Updated: July 11, 2020 (November 12, 2001)
Charts & IllustrationsMicrosoft PKI Architectural Diagram
This PKI for an imaginary company illustrates a corporate headquarters and two subsidiaries, one in the United States and the other in the United Kingdom, each with its own IT department. It uses a hierarchical certificate authority (CA) model with a root CA and an intermediate CA based in the corporate headquarters, and three issuing CAs: one at headquarters, one in the U.S. subsidiary, and one in the U.K. subsidiary. Each manages its own Active Directory (AD) domain and its own issuing CA. Corporate headquarters manages the root and intermediate CAs.

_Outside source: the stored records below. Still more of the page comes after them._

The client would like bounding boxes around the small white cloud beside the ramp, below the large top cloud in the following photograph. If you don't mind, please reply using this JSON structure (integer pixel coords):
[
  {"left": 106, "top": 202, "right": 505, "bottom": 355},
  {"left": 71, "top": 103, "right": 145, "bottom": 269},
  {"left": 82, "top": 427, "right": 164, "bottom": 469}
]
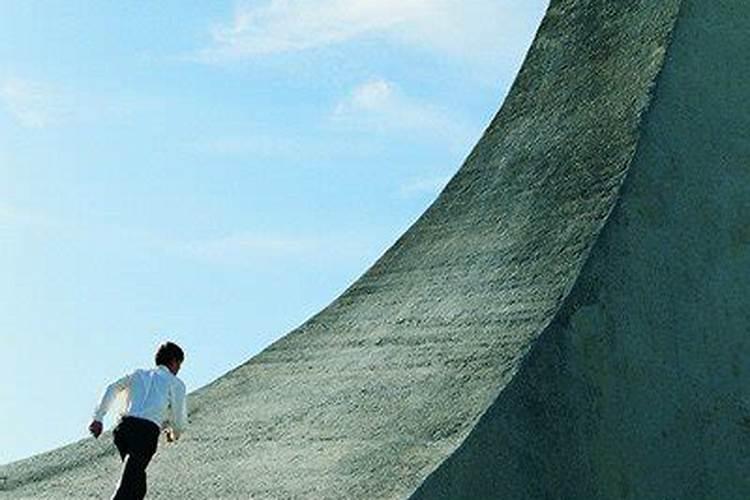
[{"left": 333, "top": 78, "right": 476, "bottom": 149}]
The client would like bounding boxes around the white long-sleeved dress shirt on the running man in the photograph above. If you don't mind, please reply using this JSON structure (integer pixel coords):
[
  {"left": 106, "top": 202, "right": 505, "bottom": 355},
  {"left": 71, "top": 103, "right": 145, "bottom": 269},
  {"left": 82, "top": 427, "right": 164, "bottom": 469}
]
[{"left": 94, "top": 365, "right": 187, "bottom": 438}]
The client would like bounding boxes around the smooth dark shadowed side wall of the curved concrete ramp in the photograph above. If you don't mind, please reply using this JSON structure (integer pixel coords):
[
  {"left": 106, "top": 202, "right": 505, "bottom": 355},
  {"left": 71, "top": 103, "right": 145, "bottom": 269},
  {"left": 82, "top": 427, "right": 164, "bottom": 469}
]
[{"left": 412, "top": 0, "right": 750, "bottom": 500}]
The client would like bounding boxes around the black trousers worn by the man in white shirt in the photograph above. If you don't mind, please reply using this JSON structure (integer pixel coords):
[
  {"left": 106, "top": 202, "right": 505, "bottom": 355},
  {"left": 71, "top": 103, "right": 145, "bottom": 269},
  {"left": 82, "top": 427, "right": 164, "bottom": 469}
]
[{"left": 112, "top": 417, "right": 160, "bottom": 500}]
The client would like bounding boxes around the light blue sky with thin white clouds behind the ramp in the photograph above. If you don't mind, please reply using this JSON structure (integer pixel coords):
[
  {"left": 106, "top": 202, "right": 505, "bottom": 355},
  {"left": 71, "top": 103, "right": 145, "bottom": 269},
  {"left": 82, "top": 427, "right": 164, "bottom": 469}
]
[{"left": 0, "top": 0, "right": 547, "bottom": 463}]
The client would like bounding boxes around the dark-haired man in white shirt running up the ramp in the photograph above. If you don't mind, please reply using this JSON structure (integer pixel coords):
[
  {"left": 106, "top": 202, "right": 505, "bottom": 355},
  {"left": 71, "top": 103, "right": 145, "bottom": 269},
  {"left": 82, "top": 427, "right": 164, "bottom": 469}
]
[{"left": 89, "top": 342, "right": 187, "bottom": 500}]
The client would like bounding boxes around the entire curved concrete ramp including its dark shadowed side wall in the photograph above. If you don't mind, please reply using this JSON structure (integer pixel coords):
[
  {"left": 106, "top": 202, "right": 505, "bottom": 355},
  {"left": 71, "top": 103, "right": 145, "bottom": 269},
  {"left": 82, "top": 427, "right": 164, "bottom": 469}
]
[{"left": 0, "top": 0, "right": 750, "bottom": 499}]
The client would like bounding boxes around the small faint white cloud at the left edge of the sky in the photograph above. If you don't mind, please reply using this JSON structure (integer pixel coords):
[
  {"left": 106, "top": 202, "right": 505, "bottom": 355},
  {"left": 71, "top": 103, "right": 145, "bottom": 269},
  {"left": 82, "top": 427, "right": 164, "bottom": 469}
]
[{"left": 0, "top": 78, "right": 70, "bottom": 128}]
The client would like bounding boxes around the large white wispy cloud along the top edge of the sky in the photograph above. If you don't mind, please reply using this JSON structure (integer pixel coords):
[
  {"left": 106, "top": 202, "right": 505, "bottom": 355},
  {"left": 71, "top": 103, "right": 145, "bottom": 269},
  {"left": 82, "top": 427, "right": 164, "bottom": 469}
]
[{"left": 196, "top": 0, "right": 547, "bottom": 63}]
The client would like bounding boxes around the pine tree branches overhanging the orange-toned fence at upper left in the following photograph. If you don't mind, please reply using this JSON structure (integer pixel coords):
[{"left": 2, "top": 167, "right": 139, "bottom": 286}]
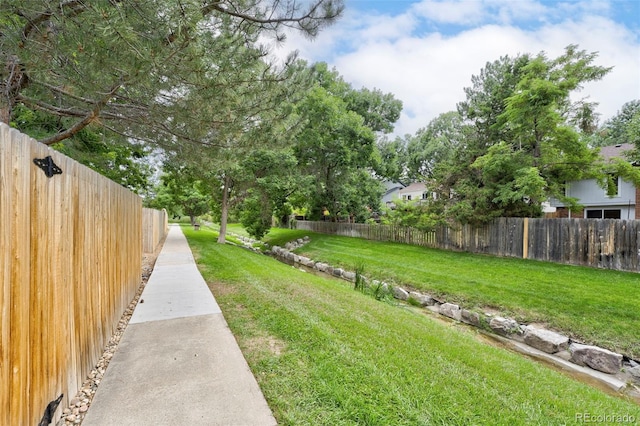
[{"left": 0, "top": 0, "right": 343, "bottom": 144}]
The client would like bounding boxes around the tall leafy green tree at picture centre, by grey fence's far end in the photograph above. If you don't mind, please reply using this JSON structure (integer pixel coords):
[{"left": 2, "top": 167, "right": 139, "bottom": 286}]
[{"left": 295, "top": 63, "right": 402, "bottom": 221}]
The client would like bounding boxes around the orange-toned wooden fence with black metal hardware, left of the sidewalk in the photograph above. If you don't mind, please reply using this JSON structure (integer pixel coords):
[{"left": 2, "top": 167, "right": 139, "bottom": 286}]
[{"left": 0, "top": 123, "right": 142, "bottom": 425}]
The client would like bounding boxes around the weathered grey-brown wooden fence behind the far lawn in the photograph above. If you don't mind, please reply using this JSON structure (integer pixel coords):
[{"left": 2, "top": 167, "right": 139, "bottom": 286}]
[{"left": 296, "top": 218, "right": 640, "bottom": 272}]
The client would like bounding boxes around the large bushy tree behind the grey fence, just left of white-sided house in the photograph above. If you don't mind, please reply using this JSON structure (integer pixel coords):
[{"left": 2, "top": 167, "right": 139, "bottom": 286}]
[{"left": 413, "top": 46, "right": 610, "bottom": 223}]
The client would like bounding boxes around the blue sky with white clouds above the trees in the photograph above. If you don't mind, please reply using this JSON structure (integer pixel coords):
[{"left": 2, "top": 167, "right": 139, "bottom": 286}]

The root CA is self-signed and could be kept offline for better security. All child CAs have special certificates signed by their parent that allow them to act as a CA. Users can obtain certificates from their respective issuing CA using a Web application, and computers can automatically receive machine certificates if set by Group Policy. Otherwise, an administrator requests one on its behalf.
Because each entity in the chain has its certificate signed by the one above it, all certificates have a “trust chain” leading back to the root CA, thus enabling trust of all valid and nonrevoked certificates issued by the PKI. If a CA’s own certificate were to be revoked or expire, all child CA and end-entity certificates would also become invalid.